Siemens Says Cape Wind Farm Starts Work, Meeting Deadline
Construction of some components has already begun, meeting the requirements for the investment tax credit, said Markus Tacke, chief executive officer of Siemens Energy’s wind power division.
The project has been in the works for 12 years, and has faced opposition from fishermen, American Indian groups and the Kennedy family, whose compound of homes overlooks Nantucket Sound. It would become the first U.S. offshore wind farm if built.
“They are doing significant work,” Tacke said in a phone interview. “There are some foundations being built and developments being done.

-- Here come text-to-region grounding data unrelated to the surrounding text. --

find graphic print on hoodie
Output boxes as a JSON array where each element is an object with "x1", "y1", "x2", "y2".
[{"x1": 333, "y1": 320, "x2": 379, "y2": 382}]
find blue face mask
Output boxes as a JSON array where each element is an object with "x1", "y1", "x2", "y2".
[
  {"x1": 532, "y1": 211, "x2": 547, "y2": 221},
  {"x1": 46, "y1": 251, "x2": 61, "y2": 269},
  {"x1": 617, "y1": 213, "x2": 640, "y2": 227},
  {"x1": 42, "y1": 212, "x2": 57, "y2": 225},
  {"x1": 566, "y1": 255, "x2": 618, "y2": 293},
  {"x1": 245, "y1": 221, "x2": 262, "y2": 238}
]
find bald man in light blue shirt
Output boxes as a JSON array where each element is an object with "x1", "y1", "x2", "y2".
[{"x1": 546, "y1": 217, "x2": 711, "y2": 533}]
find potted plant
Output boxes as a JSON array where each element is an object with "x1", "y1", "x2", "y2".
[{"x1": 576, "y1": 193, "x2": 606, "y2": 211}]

I’m convinced it will” qualify for the credit.
Wind projects, including the 468-megawatt Cape Wind proposed for Nantucket Sound, must begin construction by Jan. 1 to qualify for the investment tax credit or the production tax credit.
“We are pursuing the ITC and are hopeful we will qualify,” Mark Rodgers, a spokesman for the Boston-based developer Cape Wind Associates LLC, said in an e-mailed response to questions. The investment tax credit, which reimburses developers as much as 30 percent of project costs, would be worth $780 million for Cape Wind.
The wind farm still faces five lawsuits, according to Audra Parker, director of the Alliance to Protect Nantucket Sound, which opposes the project, said in a phone interview.
“The project is uncertain and in our estimation won’t happen because of the legal and financial challenges,” Parker said in an interview today.
“We haven’t even started to see what’s going to happen with the federal legal challenges,” Parker said. “At this point they’ve been saying since 2005 that they’d start construction in the next year.”
Cape Wind has state and federal permits and National Grid Plc and Northeast Utilities’ Nstar unit have agreed to buy most of the power. The Danish pension fund PensionDanmark pledged $200 million in funding for Cape Wind in June.